Thursday, May 16, 2019

One more note on the Uber fleet -- it makes surge pricing go away*

[* realized what a bad title this was. Uber can still jack up prices at rush hour; it just won't put any more cars on the road.]

I'm nervous about using economic language here -- I'll probably get some of the terms mixed up -- but one of the the most attractive parts of the original Uber business model was surge pricing and the resulting elasticity of supply.

In order for this to work you need to satisfy a couple of essential conditions. First you have to have to have a big surplus of supply most of the time. It's the classic problem of staffing to the spikes. Second, you have to find a way to avoid paying for people and equipment when you're not using them.

Uber and Lyft actually managed to solve those two problems. There are a huge number of underemployed people out there with underutilized vehicles, and when they aren't carrying passengers, they cost the companies nothing.

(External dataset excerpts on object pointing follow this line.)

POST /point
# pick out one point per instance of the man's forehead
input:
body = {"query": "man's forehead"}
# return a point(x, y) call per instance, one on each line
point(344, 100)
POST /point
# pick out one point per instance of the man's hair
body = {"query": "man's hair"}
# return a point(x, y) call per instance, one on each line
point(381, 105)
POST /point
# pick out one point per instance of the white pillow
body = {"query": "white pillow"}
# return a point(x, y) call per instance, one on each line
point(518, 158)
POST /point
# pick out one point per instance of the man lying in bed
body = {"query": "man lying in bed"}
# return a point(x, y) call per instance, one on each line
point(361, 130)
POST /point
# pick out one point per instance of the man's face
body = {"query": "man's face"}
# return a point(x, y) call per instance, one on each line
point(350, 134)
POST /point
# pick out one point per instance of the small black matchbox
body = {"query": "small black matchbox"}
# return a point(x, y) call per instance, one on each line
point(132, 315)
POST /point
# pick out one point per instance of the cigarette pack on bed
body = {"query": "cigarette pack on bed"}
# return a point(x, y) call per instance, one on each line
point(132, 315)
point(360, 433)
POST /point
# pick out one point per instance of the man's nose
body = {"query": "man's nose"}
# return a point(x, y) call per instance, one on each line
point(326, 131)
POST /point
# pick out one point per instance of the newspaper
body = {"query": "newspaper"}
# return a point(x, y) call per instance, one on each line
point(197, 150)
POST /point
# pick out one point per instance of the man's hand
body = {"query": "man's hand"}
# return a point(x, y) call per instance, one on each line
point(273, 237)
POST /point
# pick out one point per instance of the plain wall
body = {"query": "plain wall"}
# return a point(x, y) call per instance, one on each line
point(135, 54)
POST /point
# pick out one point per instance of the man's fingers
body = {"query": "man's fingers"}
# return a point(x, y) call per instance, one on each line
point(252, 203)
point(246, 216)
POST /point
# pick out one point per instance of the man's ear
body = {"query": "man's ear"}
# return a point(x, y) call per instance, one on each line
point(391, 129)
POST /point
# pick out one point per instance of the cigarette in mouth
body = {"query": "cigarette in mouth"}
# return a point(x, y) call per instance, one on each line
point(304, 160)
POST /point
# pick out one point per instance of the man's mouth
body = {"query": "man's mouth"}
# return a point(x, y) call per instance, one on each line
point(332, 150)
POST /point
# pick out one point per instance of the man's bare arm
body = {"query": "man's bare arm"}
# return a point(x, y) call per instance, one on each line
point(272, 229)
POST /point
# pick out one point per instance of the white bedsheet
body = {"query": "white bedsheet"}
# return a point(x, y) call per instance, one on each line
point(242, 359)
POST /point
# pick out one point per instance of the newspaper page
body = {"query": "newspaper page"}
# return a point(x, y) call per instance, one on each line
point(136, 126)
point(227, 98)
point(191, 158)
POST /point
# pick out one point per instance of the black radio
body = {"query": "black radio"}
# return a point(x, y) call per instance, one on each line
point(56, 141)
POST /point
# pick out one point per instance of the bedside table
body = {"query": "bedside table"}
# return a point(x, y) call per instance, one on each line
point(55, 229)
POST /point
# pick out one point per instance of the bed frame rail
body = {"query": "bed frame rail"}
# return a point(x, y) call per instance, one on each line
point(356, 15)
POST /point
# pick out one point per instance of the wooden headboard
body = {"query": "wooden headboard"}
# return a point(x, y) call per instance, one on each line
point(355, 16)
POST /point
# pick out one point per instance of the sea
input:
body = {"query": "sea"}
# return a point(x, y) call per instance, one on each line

Conventional wisdom recently has been that both Uber and Lyft need to jump on the self-driving bandwagon and acquire a fleet of autonomous vehicles as soon as we hit level five technology (something that's probably at least a good decade  away, but we'll put that aside for the moment). In addition to the previously mentioned flaws in this plan, both companies lose this tremendous latent supply. If they want to have a million cars available in a metro area for Friday afternoon rush hour, they will have to buy a million cars, and it's fair to assume a large majority of those cars will be sitting idle a large majority of the time.

It still feels weird to say this, but Elon Musk gets this one right.